This will be so much better than anything you buy at the grocery store!
Feb
09
2009
Okay, so not really. Where I live, we all know that though we have a heat wave, it is certainly not the beginning of spring. We are hopeful that just maybe, we won’t have such bitterly cold weather anymore. It’s warmer today, and it will be raining later on (rain means snow melts faster!). Tomorrow we will be above 50 degrees F (!), and I fully intend to take advantage of it.
After the rain moves out of the area, I’m shoveling out my grill. Well, whatever snow is left around my grill will be removed. That hamburger I’ve been craving for weeks now will be mine!
I’m telling you, this is the part of winter that I like: the brief little spring teasers that give me a pick-me-up and allow me to go back to my winter cooking. Oh, I will be grilling a few things to enjoy this week: hamburgers, chicken breasts for salads, perhaps even a few hotdogs that I can refreeze and pull out in a couple of weeks when I’ve got the winter blues again. Yes, you read that right: hotdogs. I’m ashamed to admit that about twice a year, I eat hotdogs. And not the healthy ones. What can I say? Sometimes a cultural dish is more important that eating 100% clean.
Oh, I’ve tried the healthy hotdogs. I don’t like them. I probably should find some sort of vegetarian hotdog to try (do they make those?), because for me, hotdogs are simply an opportunity to load up on condiments: cherry tomatoes, onions, relish, cheese, and maybe a little mustard.
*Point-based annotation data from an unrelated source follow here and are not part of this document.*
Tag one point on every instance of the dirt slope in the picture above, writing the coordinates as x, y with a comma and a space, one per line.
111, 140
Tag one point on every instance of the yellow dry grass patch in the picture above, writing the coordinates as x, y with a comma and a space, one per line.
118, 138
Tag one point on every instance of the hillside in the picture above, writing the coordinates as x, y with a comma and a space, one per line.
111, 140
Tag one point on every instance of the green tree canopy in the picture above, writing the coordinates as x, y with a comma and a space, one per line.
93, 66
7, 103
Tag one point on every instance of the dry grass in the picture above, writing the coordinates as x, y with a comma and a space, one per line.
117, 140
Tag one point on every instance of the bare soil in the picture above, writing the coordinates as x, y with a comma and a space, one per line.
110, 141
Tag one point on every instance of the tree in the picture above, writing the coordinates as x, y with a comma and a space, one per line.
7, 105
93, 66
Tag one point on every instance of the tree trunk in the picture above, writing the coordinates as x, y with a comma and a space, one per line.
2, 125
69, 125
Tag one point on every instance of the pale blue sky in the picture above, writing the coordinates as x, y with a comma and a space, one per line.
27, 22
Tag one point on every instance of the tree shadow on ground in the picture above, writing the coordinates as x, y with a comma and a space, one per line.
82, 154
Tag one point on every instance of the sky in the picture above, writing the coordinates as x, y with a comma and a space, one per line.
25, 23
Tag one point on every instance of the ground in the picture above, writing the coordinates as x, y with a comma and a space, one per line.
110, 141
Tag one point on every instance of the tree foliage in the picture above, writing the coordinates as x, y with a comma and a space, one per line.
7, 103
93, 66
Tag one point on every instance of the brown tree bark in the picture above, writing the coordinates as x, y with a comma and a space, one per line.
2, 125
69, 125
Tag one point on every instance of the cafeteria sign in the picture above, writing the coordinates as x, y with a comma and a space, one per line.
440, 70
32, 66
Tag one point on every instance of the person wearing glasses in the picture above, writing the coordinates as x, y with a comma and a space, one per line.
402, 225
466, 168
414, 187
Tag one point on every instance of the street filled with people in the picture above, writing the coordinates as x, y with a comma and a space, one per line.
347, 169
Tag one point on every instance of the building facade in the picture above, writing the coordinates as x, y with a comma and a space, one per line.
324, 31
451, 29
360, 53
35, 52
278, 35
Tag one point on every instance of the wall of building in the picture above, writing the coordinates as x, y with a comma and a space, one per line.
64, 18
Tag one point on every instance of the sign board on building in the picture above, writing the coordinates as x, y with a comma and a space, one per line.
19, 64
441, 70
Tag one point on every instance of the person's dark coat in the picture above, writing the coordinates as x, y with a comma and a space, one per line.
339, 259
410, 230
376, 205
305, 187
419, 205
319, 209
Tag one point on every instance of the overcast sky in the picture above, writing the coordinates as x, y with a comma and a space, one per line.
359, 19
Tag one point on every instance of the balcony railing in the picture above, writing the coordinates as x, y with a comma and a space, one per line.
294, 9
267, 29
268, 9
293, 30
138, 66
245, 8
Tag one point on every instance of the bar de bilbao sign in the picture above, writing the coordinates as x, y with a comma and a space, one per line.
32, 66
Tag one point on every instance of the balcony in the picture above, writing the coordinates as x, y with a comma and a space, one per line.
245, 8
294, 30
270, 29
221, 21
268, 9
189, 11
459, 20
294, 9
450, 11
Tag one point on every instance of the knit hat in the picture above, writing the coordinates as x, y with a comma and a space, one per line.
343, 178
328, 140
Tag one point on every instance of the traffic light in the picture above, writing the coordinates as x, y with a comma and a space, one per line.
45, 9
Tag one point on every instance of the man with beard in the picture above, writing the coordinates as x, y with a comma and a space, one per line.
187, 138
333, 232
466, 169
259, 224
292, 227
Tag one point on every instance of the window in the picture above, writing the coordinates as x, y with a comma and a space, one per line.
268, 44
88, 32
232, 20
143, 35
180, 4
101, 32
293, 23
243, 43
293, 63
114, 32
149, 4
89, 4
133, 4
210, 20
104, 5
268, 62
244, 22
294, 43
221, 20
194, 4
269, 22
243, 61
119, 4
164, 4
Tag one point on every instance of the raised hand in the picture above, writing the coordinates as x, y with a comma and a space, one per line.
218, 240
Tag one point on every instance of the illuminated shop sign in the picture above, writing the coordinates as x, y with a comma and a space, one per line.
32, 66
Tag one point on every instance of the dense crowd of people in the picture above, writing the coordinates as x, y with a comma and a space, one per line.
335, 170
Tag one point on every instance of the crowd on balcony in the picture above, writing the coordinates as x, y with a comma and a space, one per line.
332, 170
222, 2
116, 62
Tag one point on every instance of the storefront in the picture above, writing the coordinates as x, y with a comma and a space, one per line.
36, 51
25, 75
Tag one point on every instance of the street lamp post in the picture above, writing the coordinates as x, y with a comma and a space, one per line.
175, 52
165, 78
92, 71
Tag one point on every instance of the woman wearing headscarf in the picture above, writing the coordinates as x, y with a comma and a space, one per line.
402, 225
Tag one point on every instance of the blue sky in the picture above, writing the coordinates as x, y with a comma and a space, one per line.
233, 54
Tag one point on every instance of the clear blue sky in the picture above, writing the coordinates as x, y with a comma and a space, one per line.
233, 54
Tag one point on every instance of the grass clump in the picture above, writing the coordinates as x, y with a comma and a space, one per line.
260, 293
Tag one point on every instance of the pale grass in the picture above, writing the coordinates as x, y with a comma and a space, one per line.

I’m so excited, it’s ridiculous. I’m excited for grilled food (I’ll throw some veggies on, too), but I’m almost more excited because this taste of summer will most definitely help me enjoy the rest of winter.
Feb
03
2009
Last night, I was sad. Groundhog Day reminded me of just how long this winter has been so far, and how much we still have to go. I don’t put much stock in whether or not our state groundhog sees his shadow (he did); winter seems to go on for another 6-8 weeks after that day, regardless.
Lately, I’ve been really pining for spring and summer, simply for the windfall of produce available at the farmers’ market. I’m lucky that I live in an area that has close to twenty different markets (granted, some are in neighboring towns, but it does make it easy for everyone to visit a market), with at least one market open every day of the week. And while our largest market is open year-round (it moves indoors in the winter), there’s not a whole lot available other than preserves, eggs, root vegetables, and a few greenhouse items. I just miss the summer bounty.
And then I reminded myself of how every summer, I wish for the day I can turn my oven on to roast a chicken or bake a pie. How I long to make a warming soup or mug of hot chocolate. I can do all of these things now, and instead of enjoying what I do have now, I’m wishing for something in the future.
I made a conscious decision to enjoy making the warming, comforting foods that I associate with winter, and stop wishing for something that will come soon enough. Instead, I will look through my recipe collection to see what new recipes I can try out, to take advantage of the cool weather.
And really, I can’t complain. We’ve been light on snow the past few weeks, and though at times the temperature has dropped more than I would like, I’ve seen the sun just about every day lately.
Feb
02
2009
That picture didn’t post so well. For giggles, I’ll try one more.

Feb
02
2009
I love taking pictures of food. I have a rather inexpensive digital camera, so for quite awhile now, my pictures have not been anything special. I’d see food blogs that had just the most amazing pictures, and then I would see my pictures.
There was no comparison.
I did some research into cameras, though I really can’t afford to buy a new camera right now. When I saw the pricetag of the camera I would need, not to mention the lens…well, I would need to win the lottery or have a major career break-through.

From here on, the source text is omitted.